La crise des migrants, un terrain propice à la traite ?

La délégation aux droits des femmes et à l’égalité des chances entre les hommes et les femmes du Sénat s’est aussi interrogée sur les conséquences possibles de la crise des migrants que connaît actuellement l’Europe sur la traite des êtres humains. Si le trafic de migrants et la traite sont deux phénomènes juridiquement distincts (consentement, exploitation et transnationalité), « la porosité entre les deux notions ne peut être ignorée ». Un constat également dressé par la Commission nationale consultative des droits de l’Homme dans un rapport récemment rendu public(7), rappelant que les « questions de la traite sont fréquemment diluées dans la politique d’immigration ». Au regard de ses rencontres avec les acteurs de terrain et des visites dans la « jungle » de Calais, la délégation estime que « la question de la traite des êtres humains au sein des camps de migrants est malheureusement une réalité déjà tangible, ayant incité associations et pouvoirs publics […] à s’organiser pour lutter contre ce phénomène ». Par exemple, France terre d’asile a proposé la mise en place d’un projet d’identification, d’information et d’orientation des victimes de la traite dans le Calaisis sur une période de 18 mois. Pour leur part, les sénateurs recommandent la « création, dans les meilleurs délais, des 50 postes de médiateurs culturels annoncés dans le plan d’action national de lutte contre la traite des êtres humains 2014-2016 » pour faciliter les actions de prévention et de détection des victimes(8).

Notes

(1) Rapport d’information n° 448 – Mars 2016 – Disponible sur www.senat.fr.

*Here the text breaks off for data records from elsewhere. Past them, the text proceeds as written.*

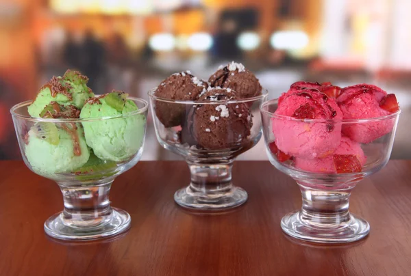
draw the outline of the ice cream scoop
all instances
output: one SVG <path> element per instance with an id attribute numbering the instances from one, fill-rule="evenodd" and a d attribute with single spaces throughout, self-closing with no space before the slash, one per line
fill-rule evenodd
<path id="1" fill-rule="evenodd" d="M 38 122 L 29 131 L 25 156 L 37 174 L 51 176 L 84 165 L 90 151 L 78 123 Z"/>
<path id="2" fill-rule="evenodd" d="M 164 80 L 155 89 L 157 97 L 179 100 L 195 100 L 206 92 L 208 84 L 191 74 L 190 71 L 175 73 Z M 186 110 L 184 105 L 161 102 L 155 106 L 155 114 L 165 127 L 179 126 Z"/>
<path id="3" fill-rule="evenodd" d="M 335 99 L 317 89 L 291 88 L 280 97 L 275 115 L 271 120 L 275 144 L 286 154 L 324 158 L 340 144 L 341 124 L 338 120 L 342 113 Z"/>
<path id="4" fill-rule="evenodd" d="M 213 87 L 230 88 L 238 98 L 261 95 L 262 87 L 258 79 L 241 64 L 232 62 L 219 70 L 208 79 Z"/>
<path id="5" fill-rule="evenodd" d="M 388 115 L 399 110 L 394 94 L 387 94 L 372 85 L 359 84 L 342 89 L 337 98 L 344 119 L 369 119 Z M 391 131 L 393 122 L 382 120 L 368 124 L 347 124 L 342 133 L 353 141 L 368 143 Z"/>
<path id="6" fill-rule="evenodd" d="M 192 137 L 200 148 L 221 150 L 240 145 L 247 140 L 253 125 L 249 107 L 244 103 L 227 103 L 237 98 L 236 92 L 229 88 L 210 87 L 199 101 L 210 104 L 192 107 L 188 122 L 183 126 L 189 130 L 182 130 L 183 142 L 189 141 Z"/>
<path id="7" fill-rule="evenodd" d="M 127 100 L 127 94 L 113 91 L 90 99 L 82 109 L 80 118 L 96 118 L 83 122 L 87 145 L 105 161 L 128 160 L 141 148 L 145 133 L 144 115 L 127 115 L 138 110 Z M 98 118 L 114 117 L 99 121 Z"/>
<path id="8" fill-rule="evenodd" d="M 341 137 L 341 142 L 336 150 L 323 158 L 304 159 L 296 157 L 294 163 L 297 168 L 305 171 L 336 174 L 338 172 L 361 171 L 365 165 L 366 157 L 360 143 L 347 137 Z"/>
<path id="9" fill-rule="evenodd" d="M 94 96 L 87 87 L 88 78 L 77 71 L 68 70 L 62 77 L 53 77 L 44 85 L 33 103 L 29 106 L 32 117 L 42 117 L 44 109 L 51 102 L 61 106 L 73 105 L 81 109 L 86 102 Z"/>

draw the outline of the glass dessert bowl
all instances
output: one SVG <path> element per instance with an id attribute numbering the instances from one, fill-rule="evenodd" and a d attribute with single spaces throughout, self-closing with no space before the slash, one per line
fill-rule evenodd
<path id="1" fill-rule="evenodd" d="M 349 105 L 360 102 L 359 97 L 371 98 L 370 95 L 377 92 L 361 87 L 361 94 L 354 93 L 342 101 L 342 93 L 336 100 L 332 98 L 335 94 L 327 97 L 318 94 L 321 88 L 310 90 L 306 85 L 302 88 L 292 85 L 279 100 L 269 100 L 261 107 L 270 162 L 295 180 L 302 194 L 301 210 L 283 217 L 282 228 L 294 238 L 311 242 L 360 240 L 369 234 L 370 226 L 349 212 L 349 197 L 361 180 L 388 163 L 399 109 L 376 118 L 343 119 L 345 109 L 353 107 Z M 342 92 L 347 93 L 344 97 L 349 96 L 344 89 Z M 319 99 L 315 98 L 316 93 Z M 295 109 L 293 105 L 299 107 Z M 321 107 L 329 109 L 329 118 L 317 118 L 318 114 L 328 112 Z M 293 113 L 284 115 L 286 112 Z"/>
<path id="2" fill-rule="evenodd" d="M 110 207 L 109 193 L 116 177 L 141 157 L 148 102 L 115 94 L 123 97 L 114 101 L 116 109 L 108 104 L 109 94 L 96 96 L 86 102 L 79 118 L 54 118 L 68 109 L 56 102 L 47 105 L 42 118 L 31 117 L 27 107 L 36 108 L 38 98 L 11 109 L 25 163 L 55 181 L 63 195 L 64 210 L 45 223 L 46 233 L 53 238 L 95 239 L 129 227 L 129 215 Z"/>
<path id="3" fill-rule="evenodd" d="M 232 168 L 236 157 L 262 135 L 259 107 L 266 94 L 234 100 L 227 97 L 226 89 L 208 89 L 193 101 L 162 98 L 155 92 L 149 96 L 158 141 L 184 158 L 191 176 L 188 187 L 174 195 L 175 201 L 186 208 L 216 210 L 244 204 L 247 192 L 233 185 Z M 181 123 L 166 127 L 162 118 L 176 113 Z"/>

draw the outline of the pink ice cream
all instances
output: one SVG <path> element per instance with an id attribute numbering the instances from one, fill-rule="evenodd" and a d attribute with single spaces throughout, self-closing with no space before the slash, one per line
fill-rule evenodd
<path id="1" fill-rule="evenodd" d="M 379 87 L 359 84 L 342 89 L 337 103 L 344 119 L 369 119 L 391 114 L 380 107 L 387 92 Z M 368 143 L 385 135 L 393 130 L 395 122 L 384 120 L 345 124 L 342 134 L 358 143 Z"/>
<path id="2" fill-rule="evenodd" d="M 360 143 L 342 136 L 340 146 L 333 154 L 323 158 L 303 159 L 295 158 L 294 164 L 296 167 L 304 171 L 336 174 L 337 171 L 334 159 L 335 154 L 354 155 L 358 158 L 362 167 L 365 165 L 366 161 L 366 157 L 360 146 Z"/>
<path id="3" fill-rule="evenodd" d="M 342 119 L 342 113 L 335 99 L 315 88 L 295 85 L 282 95 L 275 114 L 278 115 L 272 118 L 275 143 L 286 154 L 305 159 L 324 158 L 340 145 L 341 124 L 333 121 Z M 327 121 L 304 122 L 310 119 Z"/>

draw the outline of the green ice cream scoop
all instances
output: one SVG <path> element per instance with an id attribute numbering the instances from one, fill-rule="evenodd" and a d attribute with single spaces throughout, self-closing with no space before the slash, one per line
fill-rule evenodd
<path id="1" fill-rule="evenodd" d="M 142 146 L 146 118 L 130 113 L 138 110 L 128 95 L 113 92 L 90 99 L 82 109 L 80 118 L 118 117 L 83 122 L 87 145 L 102 160 L 121 162 L 128 160 Z"/>
<path id="2" fill-rule="evenodd" d="M 28 133 L 25 156 L 33 170 L 46 177 L 73 171 L 90 157 L 83 135 L 78 123 L 38 122 Z"/>
<path id="3" fill-rule="evenodd" d="M 77 71 L 68 70 L 62 77 L 53 77 L 40 88 L 36 100 L 29 106 L 30 116 L 41 117 L 46 106 L 55 102 L 62 106 L 73 105 L 81 109 L 86 102 L 94 96 L 87 87 L 88 78 Z"/>

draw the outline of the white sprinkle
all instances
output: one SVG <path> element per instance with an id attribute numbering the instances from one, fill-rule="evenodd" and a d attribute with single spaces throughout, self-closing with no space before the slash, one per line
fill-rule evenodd
<path id="1" fill-rule="evenodd" d="M 221 113 L 220 113 L 220 116 L 221 117 L 228 117 L 229 115 L 229 113 L 228 112 L 227 105 L 220 105 L 217 107 L 216 107 L 216 110 L 217 111 L 221 111 Z"/>
<path id="2" fill-rule="evenodd" d="M 238 72 L 244 72 L 245 71 L 245 67 L 244 67 L 244 66 L 241 64 L 232 61 L 231 64 L 228 64 L 228 70 L 230 71 L 235 71 L 238 70 Z"/>
<path id="3" fill-rule="evenodd" d="M 204 86 L 203 82 L 200 81 L 197 77 L 193 77 L 192 79 L 194 84 L 196 84 L 197 86 Z"/>

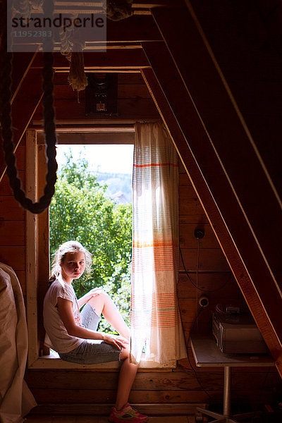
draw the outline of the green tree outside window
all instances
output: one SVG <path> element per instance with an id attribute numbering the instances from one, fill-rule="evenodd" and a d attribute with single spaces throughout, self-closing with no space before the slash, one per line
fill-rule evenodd
<path id="1" fill-rule="evenodd" d="M 81 243 L 92 254 L 90 276 L 75 281 L 78 297 L 102 287 L 109 293 L 130 324 L 132 251 L 131 204 L 116 204 L 105 195 L 88 171 L 85 160 L 75 162 L 71 156 L 58 175 L 49 210 L 50 253 L 70 240 Z M 106 321 L 99 325 L 110 331 Z"/>

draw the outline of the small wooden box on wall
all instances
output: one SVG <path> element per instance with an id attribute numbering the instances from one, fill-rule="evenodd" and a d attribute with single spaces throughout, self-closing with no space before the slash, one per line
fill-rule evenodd
<path id="1" fill-rule="evenodd" d="M 118 74 L 87 73 L 87 77 L 85 114 L 117 114 Z"/>

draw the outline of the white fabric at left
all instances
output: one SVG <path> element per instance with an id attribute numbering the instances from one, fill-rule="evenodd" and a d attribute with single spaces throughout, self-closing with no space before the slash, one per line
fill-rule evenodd
<path id="1" fill-rule="evenodd" d="M 0 263 L 0 422 L 21 423 L 36 401 L 23 376 L 27 356 L 25 307 L 13 270 Z"/>

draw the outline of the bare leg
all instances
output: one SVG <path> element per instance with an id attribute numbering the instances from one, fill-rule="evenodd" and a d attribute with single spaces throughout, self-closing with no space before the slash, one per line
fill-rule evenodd
<path id="1" fill-rule="evenodd" d="M 95 309 L 95 312 L 98 316 L 102 314 L 106 320 L 121 336 L 128 341 L 130 339 L 130 331 L 128 326 L 111 297 L 106 293 L 102 291 L 99 295 L 92 297 L 88 301 L 88 304 Z"/>
<path id="2" fill-rule="evenodd" d="M 95 309 L 99 316 L 101 313 L 114 329 L 124 338 L 130 339 L 129 328 L 124 321 L 121 313 L 111 298 L 104 292 L 89 300 L 89 304 Z M 116 393 L 116 409 L 119 410 L 128 403 L 131 386 L 135 379 L 138 364 L 130 362 L 129 350 L 123 348 L 120 356 L 123 360 L 118 376 L 118 391 Z"/>
<path id="3" fill-rule="evenodd" d="M 135 379 L 138 364 L 133 364 L 129 361 L 129 351 L 123 350 L 121 360 L 124 359 L 119 377 L 118 391 L 116 393 L 116 409 L 119 410 L 128 402 L 131 386 Z"/>

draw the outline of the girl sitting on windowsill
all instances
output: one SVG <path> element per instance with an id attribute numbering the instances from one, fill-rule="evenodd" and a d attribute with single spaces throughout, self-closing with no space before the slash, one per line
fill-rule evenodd
<path id="1" fill-rule="evenodd" d="M 55 254 L 50 286 L 44 301 L 44 343 L 66 361 L 92 364 L 123 360 L 116 400 L 109 422 L 142 423 L 147 416 L 128 404 L 137 364 L 130 362 L 130 333 L 112 300 L 102 289 L 92 289 L 77 299 L 72 282 L 90 271 L 92 255 L 77 241 L 60 245 Z M 80 309 L 85 306 L 81 314 Z M 100 315 L 120 336 L 97 331 Z"/>

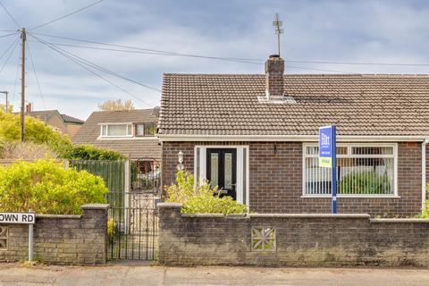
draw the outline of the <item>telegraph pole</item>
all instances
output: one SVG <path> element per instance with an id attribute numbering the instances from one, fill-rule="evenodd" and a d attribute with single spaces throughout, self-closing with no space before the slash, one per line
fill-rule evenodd
<path id="1" fill-rule="evenodd" d="M 21 142 L 25 139 L 25 40 L 26 40 L 25 28 L 21 29 Z"/>

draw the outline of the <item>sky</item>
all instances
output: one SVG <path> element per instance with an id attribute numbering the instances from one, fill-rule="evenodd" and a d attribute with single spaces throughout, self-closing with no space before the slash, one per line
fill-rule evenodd
<path id="1" fill-rule="evenodd" d="M 105 0 L 34 29 L 30 29 L 96 1 L 0 2 L 18 22 L 15 24 L 0 7 L 0 30 L 23 27 L 30 33 L 27 37 L 26 99 L 33 104 L 34 110 L 57 109 L 83 120 L 105 100 L 131 99 L 137 108 L 148 108 L 159 105 L 161 93 L 93 71 L 118 88 L 33 37 L 120 76 L 161 89 L 163 72 L 263 73 L 264 60 L 277 53 L 273 21 L 278 13 L 283 22 L 281 55 L 286 61 L 287 73 L 429 73 L 429 1 L 425 0 Z M 10 33 L 0 31 L 0 37 Z M 259 61 L 241 63 L 100 50 L 123 48 L 40 34 Z M 16 45 L 13 49 L 13 44 L 18 36 L 0 38 L 0 55 L 12 45 L 0 58 L 0 90 L 9 91 L 15 110 L 20 106 L 21 46 Z M 0 101 L 4 100 L 0 94 Z"/>

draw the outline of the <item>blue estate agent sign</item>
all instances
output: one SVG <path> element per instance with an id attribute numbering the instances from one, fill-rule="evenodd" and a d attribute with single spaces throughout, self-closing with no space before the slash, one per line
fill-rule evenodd
<path id="1" fill-rule="evenodd" d="M 34 224 L 34 214 L 29 213 L 0 213 L 0 223 Z"/>
<path id="2" fill-rule="evenodd" d="M 335 153 L 335 126 L 319 128 L 319 166 L 332 168 Z"/>
<path id="3" fill-rule="evenodd" d="M 337 129 L 335 125 L 319 128 L 319 166 L 332 168 L 332 211 L 337 214 Z"/>

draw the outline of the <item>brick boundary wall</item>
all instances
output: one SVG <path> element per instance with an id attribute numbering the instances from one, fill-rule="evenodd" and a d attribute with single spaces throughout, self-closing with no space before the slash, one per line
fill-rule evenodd
<path id="1" fill-rule="evenodd" d="M 105 264 L 109 205 L 81 206 L 81 215 L 36 214 L 34 260 L 52 264 Z M 7 230 L 7 248 L 0 248 L 0 262 L 28 260 L 27 224 L 0 224 Z"/>
<path id="2" fill-rule="evenodd" d="M 369 214 L 181 214 L 158 204 L 164 265 L 429 266 L 429 220 Z M 252 228 L 273 228 L 274 251 L 255 251 Z"/>

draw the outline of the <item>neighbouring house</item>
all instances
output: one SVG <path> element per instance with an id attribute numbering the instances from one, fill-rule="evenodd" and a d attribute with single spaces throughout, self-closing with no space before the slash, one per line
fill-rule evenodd
<path id="1" fill-rule="evenodd" d="M 94 112 L 72 142 L 117 150 L 135 161 L 141 172 L 154 171 L 161 159 L 161 146 L 155 135 L 158 112 L 156 107 Z"/>
<path id="2" fill-rule="evenodd" d="M 83 120 L 60 114 L 58 110 L 33 111 L 31 104 L 26 105 L 25 115 L 42 121 L 46 124 L 52 126 L 55 130 L 67 134 L 71 139 L 73 138 L 85 122 Z"/>
<path id="3" fill-rule="evenodd" d="M 331 170 L 318 165 L 318 129 L 337 126 L 338 212 L 414 215 L 428 176 L 429 75 L 164 75 L 158 138 L 163 185 L 178 153 L 259 213 L 329 213 Z"/>

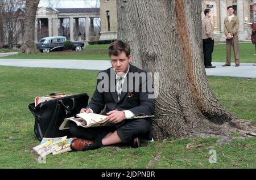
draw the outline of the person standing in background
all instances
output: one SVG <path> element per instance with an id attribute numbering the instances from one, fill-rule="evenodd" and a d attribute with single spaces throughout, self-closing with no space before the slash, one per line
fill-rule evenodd
<path id="1" fill-rule="evenodd" d="M 205 68 L 214 68 L 212 65 L 212 54 L 213 52 L 214 40 L 213 39 L 213 25 L 210 22 L 211 10 L 207 8 L 204 10 L 205 17 L 202 20 L 203 49 L 204 52 L 204 62 Z"/>
<path id="2" fill-rule="evenodd" d="M 236 67 L 240 66 L 238 36 L 239 19 L 234 14 L 233 6 L 228 7 L 228 16 L 224 19 L 224 33 L 226 36 L 226 59 L 222 66 L 230 66 L 231 46 L 233 46 L 235 56 Z"/>

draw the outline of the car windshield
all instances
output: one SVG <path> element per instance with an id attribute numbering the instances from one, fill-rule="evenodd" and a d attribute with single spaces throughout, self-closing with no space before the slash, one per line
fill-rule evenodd
<path id="1" fill-rule="evenodd" d="M 46 41 L 46 40 L 45 38 L 42 38 L 42 40 L 40 40 L 39 41 L 39 42 L 44 42 Z"/>

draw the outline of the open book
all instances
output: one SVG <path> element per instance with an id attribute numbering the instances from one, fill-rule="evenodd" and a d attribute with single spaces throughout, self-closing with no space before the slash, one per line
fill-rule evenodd
<path id="1" fill-rule="evenodd" d="M 59 129 L 60 130 L 69 129 L 72 121 L 75 122 L 77 126 L 83 127 L 100 126 L 105 125 L 106 117 L 106 115 L 94 113 L 80 113 L 77 114 L 76 117 L 64 119 Z"/>

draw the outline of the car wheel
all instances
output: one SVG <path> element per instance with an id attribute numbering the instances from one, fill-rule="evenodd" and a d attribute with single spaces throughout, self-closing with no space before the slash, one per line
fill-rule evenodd
<path id="1" fill-rule="evenodd" d="M 49 49 L 44 49 L 43 50 L 44 53 L 49 53 Z"/>
<path id="2" fill-rule="evenodd" d="M 76 47 L 76 51 L 82 50 L 82 48 L 81 46 L 77 46 Z"/>

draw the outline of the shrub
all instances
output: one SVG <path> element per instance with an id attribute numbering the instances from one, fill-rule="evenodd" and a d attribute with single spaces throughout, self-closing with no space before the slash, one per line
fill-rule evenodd
<path id="1" fill-rule="evenodd" d="M 67 41 L 64 42 L 64 49 L 74 49 L 75 45 L 74 43 L 71 41 Z"/>
<path id="2" fill-rule="evenodd" d="M 94 45 L 94 44 L 110 44 L 116 40 L 101 40 L 101 41 L 90 41 L 88 42 L 89 45 Z"/>

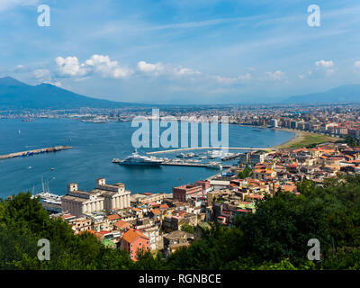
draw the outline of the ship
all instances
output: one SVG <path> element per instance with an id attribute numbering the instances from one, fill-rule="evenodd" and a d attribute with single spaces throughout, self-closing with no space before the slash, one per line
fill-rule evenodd
<path id="1" fill-rule="evenodd" d="M 129 165 L 129 166 L 158 166 L 163 160 L 157 158 L 155 157 L 147 157 L 140 156 L 138 154 L 138 151 L 132 153 L 132 155 L 127 157 L 123 160 L 113 159 L 113 163 L 117 163 L 119 165 Z"/>
<path id="2" fill-rule="evenodd" d="M 59 195 L 53 194 L 50 192 L 49 189 L 49 180 L 47 183 L 43 181 L 41 176 L 41 184 L 42 184 L 42 192 L 32 195 L 32 198 L 39 198 L 41 206 L 49 212 L 49 213 L 59 213 L 61 212 L 61 197 Z"/>
<path id="3" fill-rule="evenodd" d="M 222 169 L 222 166 L 220 162 L 209 162 L 206 165 L 207 168 Z"/>

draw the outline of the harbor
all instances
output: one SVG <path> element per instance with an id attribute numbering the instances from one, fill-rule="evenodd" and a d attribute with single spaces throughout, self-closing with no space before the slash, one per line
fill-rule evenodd
<path id="1" fill-rule="evenodd" d="M 193 147 L 193 148 L 182 148 L 177 149 L 171 150 L 160 150 L 160 151 L 153 151 L 147 152 L 148 155 L 154 154 L 166 154 L 166 153 L 173 153 L 173 152 L 180 152 L 180 151 L 190 151 L 190 150 L 214 150 L 214 149 L 222 149 L 222 150 L 247 150 L 247 151 L 275 151 L 277 149 L 272 148 L 244 148 L 244 147 Z"/>
<path id="2" fill-rule="evenodd" d="M 15 153 L 0 155 L 0 160 L 14 158 L 17 158 L 17 157 L 33 156 L 33 155 L 42 154 L 42 153 L 58 152 L 58 151 L 61 151 L 61 150 L 65 150 L 65 149 L 71 149 L 71 148 L 72 148 L 71 146 L 54 146 L 51 148 L 43 148 L 34 149 L 34 150 L 15 152 Z"/>

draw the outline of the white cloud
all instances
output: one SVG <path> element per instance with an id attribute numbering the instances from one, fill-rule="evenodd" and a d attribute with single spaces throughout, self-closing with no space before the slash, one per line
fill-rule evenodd
<path id="1" fill-rule="evenodd" d="M 17 5 L 33 5 L 39 2 L 39 0 L 0 0 L 0 11 L 12 9 Z"/>
<path id="2" fill-rule="evenodd" d="M 220 76 L 216 76 L 216 80 L 220 83 L 220 84 L 226 84 L 226 85 L 230 85 L 230 84 L 234 84 L 238 81 L 238 78 L 236 77 L 223 77 Z"/>
<path id="3" fill-rule="evenodd" d="M 246 81 L 248 81 L 251 79 L 251 75 L 249 73 L 247 73 L 244 75 L 240 75 L 238 77 L 223 77 L 218 75 L 215 76 L 215 78 L 220 84 L 231 85 L 239 82 L 244 83 Z"/>
<path id="4" fill-rule="evenodd" d="M 266 76 L 272 81 L 280 81 L 287 78 L 285 73 L 280 70 L 274 72 L 266 72 Z"/>
<path id="5" fill-rule="evenodd" d="M 58 57 L 55 59 L 60 76 L 84 76 L 88 73 L 84 64 L 80 64 L 76 57 Z"/>
<path id="6" fill-rule="evenodd" d="M 48 69 L 36 69 L 32 71 L 32 76 L 35 77 L 39 83 L 48 83 L 58 87 L 61 87 L 61 82 L 52 77 L 51 72 Z"/>
<path id="7" fill-rule="evenodd" d="M 335 74 L 334 62 L 332 60 L 320 60 L 316 61 L 315 65 L 317 67 L 318 76 L 321 76 L 321 74 L 325 74 L 326 76 L 330 76 Z M 315 74 L 315 76 L 316 76 Z"/>
<path id="8" fill-rule="evenodd" d="M 48 69 L 37 69 L 32 72 L 33 76 L 37 79 L 42 79 L 44 77 L 50 76 L 50 71 Z"/>
<path id="9" fill-rule="evenodd" d="M 85 63 L 80 63 L 76 57 L 58 57 L 55 59 L 59 75 L 62 76 L 84 77 L 91 74 L 109 78 L 123 78 L 133 71 L 120 67 L 117 61 L 112 61 L 109 56 L 93 55 Z"/>
<path id="10" fill-rule="evenodd" d="M 329 68 L 334 66 L 334 62 L 332 60 L 329 60 L 329 61 L 320 60 L 320 61 L 316 61 L 315 65 L 317 67 L 323 67 L 326 68 Z"/>
<path id="11" fill-rule="evenodd" d="M 138 70 L 142 73 L 146 73 L 151 76 L 185 76 L 192 75 L 199 75 L 201 72 L 195 71 L 190 68 L 183 68 L 183 67 L 175 67 L 170 64 L 163 64 L 161 62 L 158 62 L 155 64 L 147 63 L 146 61 L 139 61 L 138 62 Z"/>
<path id="12" fill-rule="evenodd" d="M 158 76 L 165 70 L 165 67 L 160 62 L 151 64 L 145 61 L 139 61 L 138 69 L 144 73 L 149 73 Z"/>
<path id="13" fill-rule="evenodd" d="M 122 78 L 133 73 L 130 68 L 120 67 L 117 61 L 112 61 L 109 56 L 93 55 L 85 63 L 94 73 L 103 77 Z"/>

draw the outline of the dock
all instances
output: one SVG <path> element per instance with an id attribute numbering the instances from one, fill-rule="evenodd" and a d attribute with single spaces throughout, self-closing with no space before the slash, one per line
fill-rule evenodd
<path id="1" fill-rule="evenodd" d="M 188 163 L 188 162 L 176 162 L 176 161 L 166 161 L 163 162 L 160 165 L 164 166 L 191 166 L 191 167 L 204 167 L 204 168 L 215 168 L 213 166 L 209 166 L 208 163 Z M 221 165 L 223 168 L 230 168 L 231 166 L 230 165 Z"/>
<path id="2" fill-rule="evenodd" d="M 246 147 L 193 147 L 193 148 L 182 148 L 177 149 L 171 150 L 161 150 L 161 151 L 153 151 L 147 152 L 148 155 L 154 154 L 165 154 L 165 153 L 172 153 L 172 152 L 179 152 L 179 151 L 190 151 L 190 150 L 248 150 L 248 151 L 276 151 L 276 148 L 246 148 Z"/>
<path id="3" fill-rule="evenodd" d="M 72 148 L 71 146 L 54 146 L 54 147 L 50 147 L 50 148 L 43 148 L 34 149 L 34 150 L 15 152 L 15 153 L 10 153 L 10 154 L 5 154 L 5 155 L 0 155 L 0 160 L 14 158 L 17 158 L 17 157 L 32 156 L 32 155 L 42 154 L 42 153 L 58 152 L 58 151 L 61 151 L 61 150 L 65 150 L 65 149 L 71 149 L 71 148 Z"/>

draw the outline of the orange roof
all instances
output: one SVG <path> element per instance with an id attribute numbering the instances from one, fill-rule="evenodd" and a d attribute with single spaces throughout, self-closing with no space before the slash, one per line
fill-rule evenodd
<path id="1" fill-rule="evenodd" d="M 141 232 L 135 230 L 130 230 L 129 231 L 125 232 L 122 239 L 125 240 L 128 243 L 131 243 L 133 241 L 135 241 L 138 238 L 144 238 L 146 239 L 149 239 L 148 237 L 146 237 L 144 234 L 142 234 Z"/>
<path id="2" fill-rule="evenodd" d="M 119 229 L 124 229 L 124 228 L 130 228 L 132 225 L 127 221 L 123 221 L 122 220 L 120 220 L 116 221 L 113 226 Z"/>
<path id="3" fill-rule="evenodd" d="M 121 217 L 118 214 L 112 214 L 112 215 L 107 216 L 107 219 L 110 220 L 117 220 L 117 219 L 120 219 L 120 218 Z"/>
<path id="4" fill-rule="evenodd" d="M 295 190 L 296 186 L 295 185 L 283 185 L 282 190 L 283 191 L 289 191 L 289 192 L 293 192 Z"/>
<path id="5" fill-rule="evenodd" d="M 167 208 L 169 208 L 169 206 L 167 206 L 167 204 L 165 203 L 165 204 L 161 204 L 159 208 L 160 209 L 167 209 Z"/>
<path id="6" fill-rule="evenodd" d="M 158 209 L 153 209 L 153 210 L 151 210 L 151 212 L 153 212 L 153 214 L 161 214 L 161 211 L 160 210 L 158 210 Z"/>

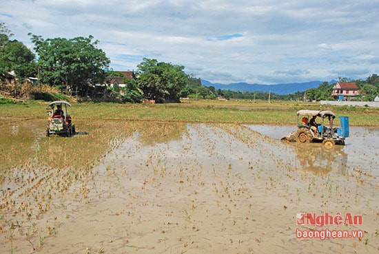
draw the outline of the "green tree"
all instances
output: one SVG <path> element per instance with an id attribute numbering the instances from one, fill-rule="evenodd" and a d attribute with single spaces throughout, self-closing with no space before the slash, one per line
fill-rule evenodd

(2) Voir ASH n° 2860 du 16-05-14, p. 5.

(3) Rappelons que, en vertu de l’article L. 316-1 du code de l’entrée et du séjour des étrangers et du droit d’asile, peuvent se voir accorder un titre de séjour mention « vie privée et familiale » les étrangers qui ont déposé plainte contre une personne soupçonnée d’avoir pris part à la traite des êtres humains.

(4) Voir ASH n° 2913 du 5-06-15, p. 42.

(5) Cette expérimentation est, dans un premier temps, financée pour l’accueil de cinq mineurs.

(6) Le dispositif national Ac.Sé propose un hébergement et un accompagnement éloignés géographiquement du lieu de résidence de la victime de traite en danger ou en grande vulnérabilité. Il agit aussi comme pôle ressource auprès des professionnels en contact avec les victimes.

(7) Voir ASH n° 2952 du 18-03-16, p. 14.

(8) Voir ASH n° 2860 du 16-05-14, p. 5.